I wasn't able to get the lasagna noodles that had ridges. We only had the flat ones available from the nearby supermarket so it was a bit tricky to make the layers for the pasta dish. Nevertheless, this didn't affect the final product as it still tasted great (though I may certainly be biased in this case). I am looking forward to the baked macaroni the next time we're using the oven for some pasta.

Tuesday, June 18, 2013

DIY cold soba

I saw a friend's posts on FaceBook about eating healthy and one post was about zaru soba. Cold buckwheat noodles are popular fare in Japan during the summer as it is both healthy and refreshing. It is among my favorites and I usually bought a set for lunches at the lab or dinner at home from the Family Mart or Yamazaki convenience stores near the university and my home. Until only recently, we only ate zaru soba at Japanese restaurants here and usually as a set with tempura (ten zaru soba). And so I decided to prepare zaru soba myself and bought the ingredients during one trip at the supermarket near our home. It's really quite easy...just follow the steps below:

Buckwheat noodles and individually packed dried seaweed from the supermarket.

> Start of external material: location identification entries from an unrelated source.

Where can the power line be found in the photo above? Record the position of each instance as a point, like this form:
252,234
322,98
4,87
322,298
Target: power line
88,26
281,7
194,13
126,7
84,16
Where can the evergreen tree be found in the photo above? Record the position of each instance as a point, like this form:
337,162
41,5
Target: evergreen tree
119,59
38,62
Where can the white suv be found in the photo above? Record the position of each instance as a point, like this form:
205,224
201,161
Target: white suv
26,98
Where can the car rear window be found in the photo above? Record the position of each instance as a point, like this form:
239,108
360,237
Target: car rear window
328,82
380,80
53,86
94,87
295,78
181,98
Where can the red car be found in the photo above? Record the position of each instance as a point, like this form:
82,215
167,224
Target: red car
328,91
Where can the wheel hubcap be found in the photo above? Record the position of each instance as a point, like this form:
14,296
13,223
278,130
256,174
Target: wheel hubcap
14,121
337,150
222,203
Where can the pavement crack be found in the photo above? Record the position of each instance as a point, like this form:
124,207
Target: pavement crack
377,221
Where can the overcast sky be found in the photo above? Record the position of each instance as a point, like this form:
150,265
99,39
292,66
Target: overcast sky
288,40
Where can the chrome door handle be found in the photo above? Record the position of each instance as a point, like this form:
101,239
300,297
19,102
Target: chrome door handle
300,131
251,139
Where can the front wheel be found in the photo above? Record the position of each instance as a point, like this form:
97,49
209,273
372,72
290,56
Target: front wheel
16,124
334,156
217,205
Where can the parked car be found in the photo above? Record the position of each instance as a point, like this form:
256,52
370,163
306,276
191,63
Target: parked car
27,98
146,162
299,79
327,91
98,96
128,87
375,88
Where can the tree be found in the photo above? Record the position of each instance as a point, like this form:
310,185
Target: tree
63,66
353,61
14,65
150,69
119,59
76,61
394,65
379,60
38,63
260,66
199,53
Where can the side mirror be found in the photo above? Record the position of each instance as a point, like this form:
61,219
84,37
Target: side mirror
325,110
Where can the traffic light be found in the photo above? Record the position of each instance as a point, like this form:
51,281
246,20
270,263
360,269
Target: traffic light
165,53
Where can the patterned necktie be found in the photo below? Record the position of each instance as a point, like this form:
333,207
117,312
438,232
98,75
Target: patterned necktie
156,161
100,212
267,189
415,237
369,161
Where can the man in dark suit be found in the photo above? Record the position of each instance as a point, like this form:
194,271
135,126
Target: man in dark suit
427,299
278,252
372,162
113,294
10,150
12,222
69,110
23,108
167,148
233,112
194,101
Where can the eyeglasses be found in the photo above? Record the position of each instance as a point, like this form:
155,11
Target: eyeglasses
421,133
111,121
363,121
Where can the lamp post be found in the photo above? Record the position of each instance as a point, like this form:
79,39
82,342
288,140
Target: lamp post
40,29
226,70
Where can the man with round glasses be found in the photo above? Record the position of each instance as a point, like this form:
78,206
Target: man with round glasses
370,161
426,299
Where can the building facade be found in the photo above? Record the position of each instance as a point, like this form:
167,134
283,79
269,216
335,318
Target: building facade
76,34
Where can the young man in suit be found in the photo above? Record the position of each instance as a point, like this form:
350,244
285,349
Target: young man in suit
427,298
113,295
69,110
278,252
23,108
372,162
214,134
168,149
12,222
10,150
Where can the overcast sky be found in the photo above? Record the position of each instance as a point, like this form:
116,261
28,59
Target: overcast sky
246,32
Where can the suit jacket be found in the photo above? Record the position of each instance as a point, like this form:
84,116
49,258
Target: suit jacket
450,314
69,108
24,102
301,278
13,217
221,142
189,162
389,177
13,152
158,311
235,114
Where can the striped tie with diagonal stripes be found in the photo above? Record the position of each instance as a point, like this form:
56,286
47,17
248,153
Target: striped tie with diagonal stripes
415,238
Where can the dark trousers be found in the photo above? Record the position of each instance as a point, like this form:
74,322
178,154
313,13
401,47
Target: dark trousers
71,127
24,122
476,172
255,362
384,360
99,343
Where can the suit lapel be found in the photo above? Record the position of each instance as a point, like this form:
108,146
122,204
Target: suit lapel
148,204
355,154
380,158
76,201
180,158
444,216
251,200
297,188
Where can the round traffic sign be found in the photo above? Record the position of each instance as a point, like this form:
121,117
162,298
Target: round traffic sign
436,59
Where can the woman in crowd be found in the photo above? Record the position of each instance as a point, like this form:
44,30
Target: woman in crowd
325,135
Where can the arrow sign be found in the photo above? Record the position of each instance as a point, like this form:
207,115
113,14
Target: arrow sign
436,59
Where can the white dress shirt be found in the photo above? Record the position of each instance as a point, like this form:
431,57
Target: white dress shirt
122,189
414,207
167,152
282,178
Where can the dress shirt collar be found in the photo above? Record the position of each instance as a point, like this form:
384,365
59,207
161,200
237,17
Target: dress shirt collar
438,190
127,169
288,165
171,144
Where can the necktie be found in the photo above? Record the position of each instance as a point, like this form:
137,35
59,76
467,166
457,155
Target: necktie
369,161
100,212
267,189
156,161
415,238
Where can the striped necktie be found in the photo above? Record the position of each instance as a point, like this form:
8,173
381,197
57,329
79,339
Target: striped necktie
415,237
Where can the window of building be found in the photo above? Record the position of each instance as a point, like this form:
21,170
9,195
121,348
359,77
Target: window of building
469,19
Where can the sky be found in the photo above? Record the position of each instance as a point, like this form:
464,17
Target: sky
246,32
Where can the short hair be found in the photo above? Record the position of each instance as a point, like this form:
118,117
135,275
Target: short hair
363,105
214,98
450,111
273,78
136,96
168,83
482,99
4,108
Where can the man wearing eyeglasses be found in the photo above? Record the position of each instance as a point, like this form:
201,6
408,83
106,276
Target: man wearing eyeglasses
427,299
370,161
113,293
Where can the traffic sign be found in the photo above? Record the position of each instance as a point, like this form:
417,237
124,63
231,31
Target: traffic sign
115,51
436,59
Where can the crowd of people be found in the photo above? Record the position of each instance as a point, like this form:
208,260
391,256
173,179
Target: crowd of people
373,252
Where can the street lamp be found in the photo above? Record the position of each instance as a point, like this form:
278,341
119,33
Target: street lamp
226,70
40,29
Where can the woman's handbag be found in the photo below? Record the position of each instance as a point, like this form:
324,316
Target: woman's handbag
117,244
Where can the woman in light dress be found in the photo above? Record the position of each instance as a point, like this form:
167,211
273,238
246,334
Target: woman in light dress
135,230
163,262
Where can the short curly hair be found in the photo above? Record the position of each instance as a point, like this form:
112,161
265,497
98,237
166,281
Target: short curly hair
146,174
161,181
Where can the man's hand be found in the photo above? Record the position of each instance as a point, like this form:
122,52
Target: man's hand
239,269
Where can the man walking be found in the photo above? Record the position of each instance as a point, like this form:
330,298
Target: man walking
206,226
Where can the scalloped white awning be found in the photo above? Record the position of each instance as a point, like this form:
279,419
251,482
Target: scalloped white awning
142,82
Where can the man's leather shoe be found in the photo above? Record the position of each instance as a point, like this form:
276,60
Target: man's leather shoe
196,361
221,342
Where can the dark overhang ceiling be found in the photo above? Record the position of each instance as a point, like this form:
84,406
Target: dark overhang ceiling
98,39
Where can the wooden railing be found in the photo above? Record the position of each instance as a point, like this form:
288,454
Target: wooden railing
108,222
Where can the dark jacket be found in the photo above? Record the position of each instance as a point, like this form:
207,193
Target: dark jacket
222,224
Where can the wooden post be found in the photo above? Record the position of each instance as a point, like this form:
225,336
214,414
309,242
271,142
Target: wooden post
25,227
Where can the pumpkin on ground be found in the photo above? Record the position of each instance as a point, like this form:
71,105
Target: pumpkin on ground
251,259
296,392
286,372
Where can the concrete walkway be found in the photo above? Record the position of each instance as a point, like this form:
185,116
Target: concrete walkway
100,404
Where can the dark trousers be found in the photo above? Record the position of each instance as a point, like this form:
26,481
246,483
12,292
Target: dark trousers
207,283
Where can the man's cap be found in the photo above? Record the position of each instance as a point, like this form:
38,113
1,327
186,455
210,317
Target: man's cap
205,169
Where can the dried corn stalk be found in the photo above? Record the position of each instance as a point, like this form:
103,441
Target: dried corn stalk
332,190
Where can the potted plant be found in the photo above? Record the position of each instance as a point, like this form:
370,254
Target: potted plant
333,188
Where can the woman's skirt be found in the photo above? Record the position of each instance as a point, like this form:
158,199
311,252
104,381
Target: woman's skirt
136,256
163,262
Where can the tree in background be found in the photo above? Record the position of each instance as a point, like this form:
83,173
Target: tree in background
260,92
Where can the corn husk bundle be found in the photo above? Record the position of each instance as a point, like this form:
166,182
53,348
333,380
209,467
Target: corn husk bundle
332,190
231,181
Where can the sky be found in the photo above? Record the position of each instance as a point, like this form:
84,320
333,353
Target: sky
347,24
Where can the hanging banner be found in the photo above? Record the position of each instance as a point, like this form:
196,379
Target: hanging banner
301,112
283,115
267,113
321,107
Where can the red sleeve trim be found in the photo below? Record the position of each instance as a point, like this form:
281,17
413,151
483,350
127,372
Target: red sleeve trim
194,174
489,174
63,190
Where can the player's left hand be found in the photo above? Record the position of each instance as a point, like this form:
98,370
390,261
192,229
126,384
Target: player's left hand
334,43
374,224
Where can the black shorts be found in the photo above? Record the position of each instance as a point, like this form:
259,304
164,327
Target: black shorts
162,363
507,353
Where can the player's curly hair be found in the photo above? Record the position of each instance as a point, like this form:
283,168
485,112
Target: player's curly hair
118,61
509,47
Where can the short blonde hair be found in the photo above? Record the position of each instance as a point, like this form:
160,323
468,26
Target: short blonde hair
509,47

Descriptions and some instructions at the back have been translated and appears on a sticker posted on the packaging.

Cook the buckwheat noodles (about 6 minutes).

Place the soba on a strainer.

Wash the soba with running water.

Gently wash it with your hands [Make sure hands are clean before you do this. ] to make sure excess starch is washed from the noodles. This is a process that's also recommended for your typical instant noodles.

Transfer to a plate or bowl (if you don't have zaru or the small bamboo mat over a shallow bowl). You have a choice to place the soba on top of ice cubes if you use zaru. Otherwise, you'll end up with soupy soba. If you really want to have cold soba just wash it with cold water.

Add seaweed and other toppings (Bonito flakes are highly recommended for the authentic Japanese taste.).

Zaru soba dashi (dipping sauce) from the supermarket.
An English translation is also found on a sticker at the back of the bottle.

Pour yourself ready made dashi (dipping sauce) in a bowl. You can also mix in some wasabi for that extra kick in the dip.

Voila! Cold soba for lunch or dinner!
Japanese restaurants in the Philippines usually serve zaru soba with quail's egg. I find this quite unusual as the egg is not usually part of the meals I've eaten in restaurants while in Japan (Of course, there are no eggs with the set you can buy at convenience stores there.). Perhaps this is just a variation of the dish so I don't really question its authenticity. Nevertheless, I prefer mine without th quail's egg and so my zaru soba is practically vegetarian fare. Itadakimasu!